Other Types
Engineering

How I built the Algolia / Beehiiv connector

Published:
Back to all blogs

Listen to this blog as a podcast:

Hi, I’m Jaden! I’m a consultant on the content team here at Algolia. Under my agency the Authors Collective though, I work with newsletters too, and for a recent project I found myself trying to create an Algolia index full of newsletter articles stored in Beehiiv.

Now Beehiiv is great for writing and distributing newsletters, but AFAIK it doesn’t give readers a way to search across back issues other than by forcing me to set up a whole website through them. That limits me elsewhere (since I’m a web developer by trade, I’d like control over my own websites). Plus, the search on that Beehiiv-generated page is lackluster — I wanted more than “find the newsletter where the keyword appears”. Even that didn’t work 100%.

What I really wanted was search that dropped the user directly into the right section inside the right issue — while still presenting that issue as a single search result. That’s a foundational challenge with docs too, so Algolia’s been working on this thorny problem for years and even providing the answer for free in the form of DocSearch. But my content was siloed in Beehiiv, so I would need to get it into Algolia programmatically instead of through a crawler.

This is why I built a lightweight connector that:

  • Splits each Beehiiv article into section-level records,
  • Uses Algolia grouping/deduplication to collapse them into one newsletter issue per result,
  • Updates automatically via Beehiiv webhooks, and
  • Serves a simple search UI you can embed wherever with an <iframe>.

In this post I’ll walk through how I built it. If you want to jump straight to deploying, check the README.

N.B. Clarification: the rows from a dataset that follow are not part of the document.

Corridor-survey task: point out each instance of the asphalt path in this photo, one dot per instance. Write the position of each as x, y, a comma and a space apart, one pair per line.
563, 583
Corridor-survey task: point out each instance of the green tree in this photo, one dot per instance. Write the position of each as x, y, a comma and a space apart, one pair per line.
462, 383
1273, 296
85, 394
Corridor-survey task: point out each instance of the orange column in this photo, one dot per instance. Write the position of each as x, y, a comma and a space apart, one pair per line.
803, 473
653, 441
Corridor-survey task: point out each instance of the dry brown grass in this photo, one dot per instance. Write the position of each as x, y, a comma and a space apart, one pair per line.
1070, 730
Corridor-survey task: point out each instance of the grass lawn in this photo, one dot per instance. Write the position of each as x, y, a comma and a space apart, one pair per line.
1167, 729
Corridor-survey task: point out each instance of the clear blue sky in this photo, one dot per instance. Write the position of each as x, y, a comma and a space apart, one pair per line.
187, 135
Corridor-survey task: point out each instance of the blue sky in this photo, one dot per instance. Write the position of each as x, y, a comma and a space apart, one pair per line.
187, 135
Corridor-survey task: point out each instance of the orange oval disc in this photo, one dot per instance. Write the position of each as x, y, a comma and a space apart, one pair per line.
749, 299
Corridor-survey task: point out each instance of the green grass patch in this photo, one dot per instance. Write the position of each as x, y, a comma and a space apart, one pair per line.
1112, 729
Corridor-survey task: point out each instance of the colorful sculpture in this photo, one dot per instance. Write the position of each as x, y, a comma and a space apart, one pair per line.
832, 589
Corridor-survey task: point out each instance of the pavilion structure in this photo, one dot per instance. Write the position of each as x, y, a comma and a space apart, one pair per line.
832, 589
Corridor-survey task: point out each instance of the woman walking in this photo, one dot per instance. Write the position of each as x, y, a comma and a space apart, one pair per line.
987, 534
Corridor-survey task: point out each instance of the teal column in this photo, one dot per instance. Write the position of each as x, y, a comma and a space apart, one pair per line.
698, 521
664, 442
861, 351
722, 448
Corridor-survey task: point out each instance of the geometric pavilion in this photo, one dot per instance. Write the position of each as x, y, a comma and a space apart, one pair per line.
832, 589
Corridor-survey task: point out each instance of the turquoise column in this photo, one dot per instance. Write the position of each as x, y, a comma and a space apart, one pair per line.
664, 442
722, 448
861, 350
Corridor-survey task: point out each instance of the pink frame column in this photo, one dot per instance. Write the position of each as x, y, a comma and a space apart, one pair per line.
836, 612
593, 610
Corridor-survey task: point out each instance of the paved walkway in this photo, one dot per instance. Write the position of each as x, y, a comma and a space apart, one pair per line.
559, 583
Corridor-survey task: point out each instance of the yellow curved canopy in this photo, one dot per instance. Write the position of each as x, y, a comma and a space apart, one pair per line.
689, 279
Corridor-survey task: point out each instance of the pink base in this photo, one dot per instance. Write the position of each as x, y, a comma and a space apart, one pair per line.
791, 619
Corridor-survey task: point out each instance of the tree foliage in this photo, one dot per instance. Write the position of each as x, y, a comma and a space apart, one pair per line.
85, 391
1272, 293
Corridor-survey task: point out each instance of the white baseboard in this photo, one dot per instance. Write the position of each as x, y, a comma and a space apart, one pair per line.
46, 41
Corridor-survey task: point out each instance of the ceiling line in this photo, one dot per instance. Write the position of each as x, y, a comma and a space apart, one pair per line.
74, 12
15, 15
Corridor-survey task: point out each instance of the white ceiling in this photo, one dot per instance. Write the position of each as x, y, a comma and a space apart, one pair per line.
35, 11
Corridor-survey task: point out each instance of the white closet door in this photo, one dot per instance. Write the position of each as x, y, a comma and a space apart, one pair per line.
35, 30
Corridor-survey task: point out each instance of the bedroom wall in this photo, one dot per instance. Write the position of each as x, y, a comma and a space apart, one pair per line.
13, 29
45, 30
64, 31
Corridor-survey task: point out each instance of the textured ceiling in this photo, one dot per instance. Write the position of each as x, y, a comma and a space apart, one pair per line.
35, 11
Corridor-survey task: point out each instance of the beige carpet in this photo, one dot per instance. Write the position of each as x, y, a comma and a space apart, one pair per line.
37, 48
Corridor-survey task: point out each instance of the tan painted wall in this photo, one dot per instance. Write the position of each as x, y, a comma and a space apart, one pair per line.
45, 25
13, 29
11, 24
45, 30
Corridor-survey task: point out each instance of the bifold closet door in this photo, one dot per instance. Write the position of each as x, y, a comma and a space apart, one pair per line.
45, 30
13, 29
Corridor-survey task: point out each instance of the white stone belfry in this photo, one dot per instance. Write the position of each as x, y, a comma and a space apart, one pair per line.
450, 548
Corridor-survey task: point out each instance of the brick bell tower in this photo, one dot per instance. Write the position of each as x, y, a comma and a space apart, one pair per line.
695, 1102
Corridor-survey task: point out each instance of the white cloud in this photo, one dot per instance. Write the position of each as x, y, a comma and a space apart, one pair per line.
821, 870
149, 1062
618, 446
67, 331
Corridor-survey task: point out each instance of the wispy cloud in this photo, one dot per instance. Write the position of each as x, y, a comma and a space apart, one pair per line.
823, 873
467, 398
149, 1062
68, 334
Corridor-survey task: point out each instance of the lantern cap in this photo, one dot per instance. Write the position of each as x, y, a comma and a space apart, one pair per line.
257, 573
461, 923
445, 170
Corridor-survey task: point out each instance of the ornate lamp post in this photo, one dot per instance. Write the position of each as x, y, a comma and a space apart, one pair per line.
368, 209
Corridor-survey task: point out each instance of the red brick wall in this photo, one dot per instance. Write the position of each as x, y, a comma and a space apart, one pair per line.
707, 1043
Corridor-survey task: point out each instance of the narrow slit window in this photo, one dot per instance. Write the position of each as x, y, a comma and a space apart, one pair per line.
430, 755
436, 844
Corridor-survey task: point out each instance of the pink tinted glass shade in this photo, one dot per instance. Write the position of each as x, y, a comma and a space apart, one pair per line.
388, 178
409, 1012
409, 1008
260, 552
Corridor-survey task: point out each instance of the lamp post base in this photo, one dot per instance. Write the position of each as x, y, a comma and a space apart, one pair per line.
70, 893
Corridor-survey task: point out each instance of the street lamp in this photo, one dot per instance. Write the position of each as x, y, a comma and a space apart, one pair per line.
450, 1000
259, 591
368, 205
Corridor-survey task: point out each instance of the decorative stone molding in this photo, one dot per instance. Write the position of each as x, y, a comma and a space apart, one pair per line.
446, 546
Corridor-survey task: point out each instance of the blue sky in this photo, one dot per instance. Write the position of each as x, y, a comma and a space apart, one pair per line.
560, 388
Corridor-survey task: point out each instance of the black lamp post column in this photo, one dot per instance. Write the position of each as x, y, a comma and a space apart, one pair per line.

Why not just index whole newsletters?

If you index each issue as a single record, a search for “Web Components” will highlight the issue title, but readers have no idea where in the text that match appears. If you index every section separately, readers get multiple results from the same issue, which clutters the UI.

The solution: index sections, but group by issue. This way, Algolia’s search engine ranks and matches at the section level, while results collapse into one card per issue.

This is how documentation and blog search works, and it’s become standard as the most intuitive way to search through long pieces of content.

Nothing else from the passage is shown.